High redshift FRII radio galaxies: X-ray properties of the cores


Abstract in English

We present an extensive X-ray spectral analysis of the cores of 19 FRII sources in the redshift range 0.5<z<1.0 which were selected to be matched in isotropic radio power. The sample consists of 10 radio galaxies and 9 quasars. We compare our results with the expectations from a unification model that ascribes the difference between these two types of sources to the viewing angle to the line of sight, beaming and the presence of a dust and gas torus. We find that the spectrum of all the quasars can be fitted with a single power law, and that the spectral index flattens with decreasing angle to the line of sight.
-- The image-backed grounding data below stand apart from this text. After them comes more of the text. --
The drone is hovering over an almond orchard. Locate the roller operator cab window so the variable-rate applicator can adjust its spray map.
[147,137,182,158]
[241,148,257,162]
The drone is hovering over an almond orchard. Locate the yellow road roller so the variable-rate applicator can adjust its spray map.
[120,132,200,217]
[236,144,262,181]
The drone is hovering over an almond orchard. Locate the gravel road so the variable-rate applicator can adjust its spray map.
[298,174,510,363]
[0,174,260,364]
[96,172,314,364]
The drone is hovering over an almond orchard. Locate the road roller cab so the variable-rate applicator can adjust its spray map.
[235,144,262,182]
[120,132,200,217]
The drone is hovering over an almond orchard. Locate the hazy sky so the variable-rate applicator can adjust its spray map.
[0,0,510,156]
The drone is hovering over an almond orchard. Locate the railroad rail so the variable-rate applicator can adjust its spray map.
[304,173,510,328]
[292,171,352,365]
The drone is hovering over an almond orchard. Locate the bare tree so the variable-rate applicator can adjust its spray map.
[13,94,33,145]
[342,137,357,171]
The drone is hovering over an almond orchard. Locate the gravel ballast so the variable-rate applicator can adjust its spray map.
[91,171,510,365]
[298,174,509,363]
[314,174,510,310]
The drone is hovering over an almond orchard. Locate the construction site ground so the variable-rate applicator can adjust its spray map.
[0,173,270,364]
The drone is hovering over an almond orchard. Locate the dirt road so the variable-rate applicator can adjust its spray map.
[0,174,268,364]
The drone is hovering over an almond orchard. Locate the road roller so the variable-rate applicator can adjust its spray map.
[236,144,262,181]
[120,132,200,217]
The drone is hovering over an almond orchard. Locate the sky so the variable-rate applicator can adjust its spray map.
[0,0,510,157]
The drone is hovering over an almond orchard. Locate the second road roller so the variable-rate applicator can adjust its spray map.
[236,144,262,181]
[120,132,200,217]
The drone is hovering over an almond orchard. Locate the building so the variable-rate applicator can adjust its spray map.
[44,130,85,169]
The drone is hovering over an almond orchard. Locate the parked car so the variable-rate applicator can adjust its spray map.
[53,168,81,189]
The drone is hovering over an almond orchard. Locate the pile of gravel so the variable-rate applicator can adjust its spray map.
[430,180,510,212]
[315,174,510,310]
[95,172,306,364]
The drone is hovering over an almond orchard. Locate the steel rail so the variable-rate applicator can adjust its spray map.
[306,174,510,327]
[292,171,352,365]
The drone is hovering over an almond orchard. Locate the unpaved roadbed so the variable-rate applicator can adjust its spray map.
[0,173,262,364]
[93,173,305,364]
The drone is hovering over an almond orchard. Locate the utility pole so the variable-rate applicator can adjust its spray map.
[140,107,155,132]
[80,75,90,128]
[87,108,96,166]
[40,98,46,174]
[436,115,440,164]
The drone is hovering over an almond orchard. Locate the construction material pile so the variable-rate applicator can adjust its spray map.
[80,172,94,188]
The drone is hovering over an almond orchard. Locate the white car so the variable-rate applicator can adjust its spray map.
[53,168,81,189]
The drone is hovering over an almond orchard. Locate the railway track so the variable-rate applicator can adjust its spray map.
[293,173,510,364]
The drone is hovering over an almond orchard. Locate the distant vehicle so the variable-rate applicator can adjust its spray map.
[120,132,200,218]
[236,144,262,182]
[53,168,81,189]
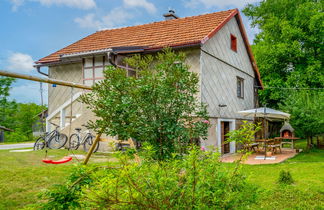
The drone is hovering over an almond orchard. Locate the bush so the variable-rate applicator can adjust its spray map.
[278,170,294,185]
[38,148,257,209]
[39,166,92,209]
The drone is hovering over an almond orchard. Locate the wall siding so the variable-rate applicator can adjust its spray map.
[48,49,201,134]
[48,63,82,115]
[201,18,255,119]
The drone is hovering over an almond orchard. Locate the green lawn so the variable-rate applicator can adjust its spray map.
[243,141,324,209]
[0,150,112,209]
[0,141,324,209]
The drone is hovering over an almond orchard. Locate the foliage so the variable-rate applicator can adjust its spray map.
[0,76,15,128]
[41,166,92,210]
[251,185,324,210]
[243,0,324,108]
[39,148,256,209]
[281,91,324,142]
[278,170,294,185]
[226,121,261,153]
[81,49,209,160]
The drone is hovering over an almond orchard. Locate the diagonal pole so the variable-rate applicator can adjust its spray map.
[83,129,103,165]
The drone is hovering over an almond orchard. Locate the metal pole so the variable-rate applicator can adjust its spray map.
[0,70,92,90]
[83,131,103,165]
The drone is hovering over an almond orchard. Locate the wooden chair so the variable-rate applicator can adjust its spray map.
[268,139,282,153]
[244,142,259,152]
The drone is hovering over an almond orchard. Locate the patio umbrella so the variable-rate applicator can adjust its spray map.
[238,107,290,159]
[238,107,290,120]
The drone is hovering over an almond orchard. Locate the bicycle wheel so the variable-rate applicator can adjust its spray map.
[69,133,80,150]
[34,136,46,150]
[83,136,99,153]
[48,132,67,149]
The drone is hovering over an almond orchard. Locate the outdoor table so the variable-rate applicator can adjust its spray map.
[275,136,300,149]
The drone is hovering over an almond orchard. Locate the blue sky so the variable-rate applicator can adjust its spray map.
[0,0,260,104]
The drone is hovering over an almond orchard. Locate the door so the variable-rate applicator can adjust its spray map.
[221,122,230,154]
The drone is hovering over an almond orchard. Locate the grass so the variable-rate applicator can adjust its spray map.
[0,147,113,209]
[243,141,324,209]
[0,141,324,209]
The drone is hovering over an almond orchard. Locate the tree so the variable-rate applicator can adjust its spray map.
[281,91,324,147]
[81,49,209,160]
[243,0,324,108]
[0,76,16,128]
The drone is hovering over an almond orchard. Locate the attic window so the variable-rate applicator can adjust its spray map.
[236,77,244,99]
[231,34,237,52]
[83,56,108,86]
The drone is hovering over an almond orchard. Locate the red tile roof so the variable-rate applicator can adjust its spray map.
[36,9,237,63]
[36,9,263,88]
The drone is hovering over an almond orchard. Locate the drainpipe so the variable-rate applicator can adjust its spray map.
[35,66,48,77]
[107,52,117,67]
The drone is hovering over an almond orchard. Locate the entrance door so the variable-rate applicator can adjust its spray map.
[221,121,230,154]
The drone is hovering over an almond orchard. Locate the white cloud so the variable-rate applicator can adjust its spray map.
[10,81,48,104]
[11,0,24,11]
[74,7,133,30]
[74,13,102,29]
[11,0,96,11]
[7,53,34,73]
[123,0,157,14]
[184,0,260,9]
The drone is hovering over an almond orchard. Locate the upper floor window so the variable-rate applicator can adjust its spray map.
[231,34,237,52]
[83,56,108,86]
[236,77,244,98]
[116,55,137,77]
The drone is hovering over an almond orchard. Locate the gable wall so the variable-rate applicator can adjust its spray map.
[48,49,200,117]
[48,62,82,114]
[201,18,255,118]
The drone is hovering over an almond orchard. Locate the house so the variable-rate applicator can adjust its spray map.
[36,9,262,154]
[0,125,13,143]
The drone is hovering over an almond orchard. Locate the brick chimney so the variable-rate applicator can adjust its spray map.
[163,9,179,20]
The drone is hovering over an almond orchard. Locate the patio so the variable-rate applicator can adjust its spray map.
[221,148,297,165]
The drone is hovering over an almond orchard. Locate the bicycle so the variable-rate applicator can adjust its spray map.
[69,128,99,152]
[34,123,67,150]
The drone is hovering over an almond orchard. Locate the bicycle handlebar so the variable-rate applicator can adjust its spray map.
[50,122,60,128]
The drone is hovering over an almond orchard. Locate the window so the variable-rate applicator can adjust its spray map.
[83,56,108,86]
[236,77,244,98]
[231,34,237,52]
[116,55,137,77]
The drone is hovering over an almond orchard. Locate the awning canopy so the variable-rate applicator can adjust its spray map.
[238,107,290,120]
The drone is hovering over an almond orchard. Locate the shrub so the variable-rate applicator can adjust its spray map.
[36,166,92,209]
[38,148,257,209]
[278,170,294,185]
[80,148,256,209]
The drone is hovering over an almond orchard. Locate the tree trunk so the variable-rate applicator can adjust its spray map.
[306,136,311,149]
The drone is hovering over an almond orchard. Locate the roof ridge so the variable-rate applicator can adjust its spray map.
[94,9,237,34]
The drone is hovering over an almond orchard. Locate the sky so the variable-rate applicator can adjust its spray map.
[0,0,260,104]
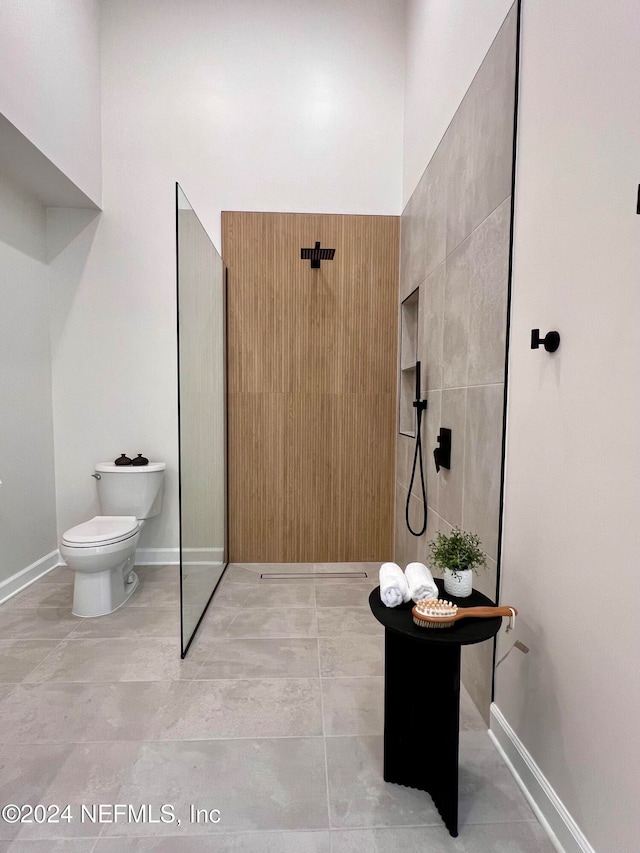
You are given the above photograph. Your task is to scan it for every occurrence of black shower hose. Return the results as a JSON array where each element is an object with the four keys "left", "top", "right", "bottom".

We interpret this as the effect of increasingly dominant inverse Compton X-ray emission, beamed such that the jet emission outshines other core components. For up to 70 per cent of the radio galaxies we detect intrinsic absorption; their core spectra are best fitted with an unabsorbed steep power law of average spectral index $Gamma=2.1$ and an absorbed power law of spectral index Gamma=1.6, which is flatter than that observed for radio-quiet quasars. We further conclude that the presence of a jet affects the spectral properties of absorbed nuclear emission in AGN. In radio galaxies, any steep-spectrum component of nuclear X-ray emission, similar to that seen in radio-quiet quasars, must be masked by a jet or by jet-related emission.